Here’s a new study from MIT that says ride sharing and pooling algorithms could theoretically reduce Manhattan rush hour traffic drastically.
On-demand high-capacity ride-sharing via dynamic trip-vehicle assignment
Ride-sharing services are transforming urban mobility by providing timely and convenient transportation to anybody, anywhere, and anytime. These services present enormous potential for positive societal impacts with respect to pollution, energy consumption, congestion, etc. Current mathematical models, however, do not fully address the potential of ride-sharing. Recently, a large-scale study highlighted some of the benefits of car pooling but was limited to static routes with two riders per vehicle (optimally) or three (with heuristics). We present a more general mathematical model for real-time high-capacity ride-sharing that (i) scales to large numbers of passengers and trips and (ii) dynamically generates optimal routes with respect to online demand and vehicle locations. The algorithm starts from a greedy assignment and improves it through a constrained optimization, quickly returning solutions of good quality and converging to the optimal assignment over time. We quantify experimentally the tradeoff between fleet size, capacity, waiting time, travel delay, and operational costs for low- to medium-capacity vehicles, such as taxis and van shuttles. The algorithm is validated with ∼3 million rides extracted from the New York City taxicab public dataset. Our experimental study considers ride-sharing with rider capacity of up to 10 simultaneous passengers per vehicle. The algorithm applies to fleets of autonomous vehicles and also incorporates rebalancing of idling vehicles to areas of high demand. This framework is general and can be used for many real-time multivehicle, multitask assignment problems.

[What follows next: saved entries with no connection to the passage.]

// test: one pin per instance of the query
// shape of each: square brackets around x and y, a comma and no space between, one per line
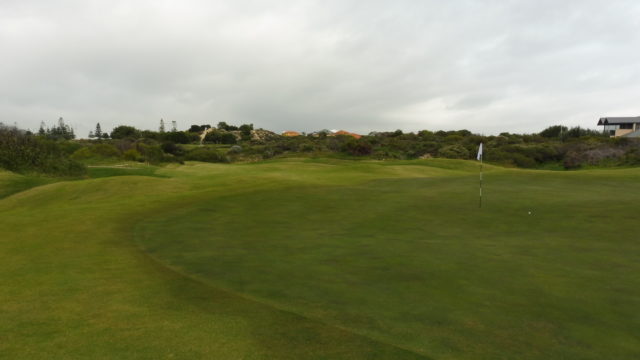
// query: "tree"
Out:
[553,132]
[124,131]
[42,131]
[98,132]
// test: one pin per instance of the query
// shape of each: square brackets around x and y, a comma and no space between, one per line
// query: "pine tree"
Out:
[42,131]
[98,132]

There are plenty of criticisms of this type of study. The major one is that if you make a particular transportation option faster and/or cheaper, economics dictates that people will automatically switch to it from other options over time, eventually making it less fast and/or less cheap until the various modes are balanced again. The study above (based on my quick skim of the abstract) probably took data from one or a few Manhattan rush hours and asked how it could be rerouted in the most efficient possible way. I don’t fault them for doing the study, which is really interesting. The economics and human behavioral feedback loops that happen over longer periods of time just need to be studied too before policy decisions are made based on results like these.

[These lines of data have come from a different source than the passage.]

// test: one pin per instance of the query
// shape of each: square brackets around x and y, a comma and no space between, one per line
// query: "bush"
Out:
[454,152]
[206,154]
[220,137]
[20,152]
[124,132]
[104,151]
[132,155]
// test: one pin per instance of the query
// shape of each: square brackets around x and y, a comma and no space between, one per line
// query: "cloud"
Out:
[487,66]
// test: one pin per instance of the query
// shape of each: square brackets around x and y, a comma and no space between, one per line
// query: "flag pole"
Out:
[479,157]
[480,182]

I don’t necessarily want UberPool to be the answer to all our infrastructure problems. I love the idea of subway and above-ground rail and bus rapid transit as much as the next person. But as the opening of the most recent segment of New York subway recently showed us, these projects are taking decades to build in the U.S. and costing enormous amounts of money. Europe and Asia are doing much better than us, so maybe we could learn some lessons from them, but our recent political challenges shed some doubt on the idea that we can improve any time soon. (Europe generally manages to do somewhat better with high-wage union labor, while some Asian countries build extremely cost-effectively by issuing temporary work visas to low-wage labor from developing countries. There are political and moral issues on both ends of this spectrum, obviously, but the point is the U.S. doesn’t do either approach well. Much like our health care system, we spend 2 or 3 or 5 times more than everyone else and get worse results.)
If the criticism of the study I mentioned above is that demand projections made before the new infrastructure options or technologies are in place are not going to be accurate, that criticism certainly applies to a subway system that takes decades to build. The entire population, land use, and employment pattern of the area served could change in that time, not to mention that whatever technology is chosen is almost guaranteed to be obsolete the day operation begins. With the ride-sharing algorithms, even if the projections are wrong at first at least you have a system that should be easy to adapt and tweak over time. I don’t see why public bus systems and bus rapid transit can’t be integrated into a system like this. And if people want a vehicle to themselves for some trips sometimes, the algorithms and pricing schemes should be able to accommodate that. You could even imagine an algorithm managing passenger vehicles, freight and delivery vehicles in urban areas so they are less in conflict with other at various times of day and night. The algorithms could be run by government or non-profit entities if we are really afraid of private control, or private algorithms and entities could be forced to communicate and coordinate with one another.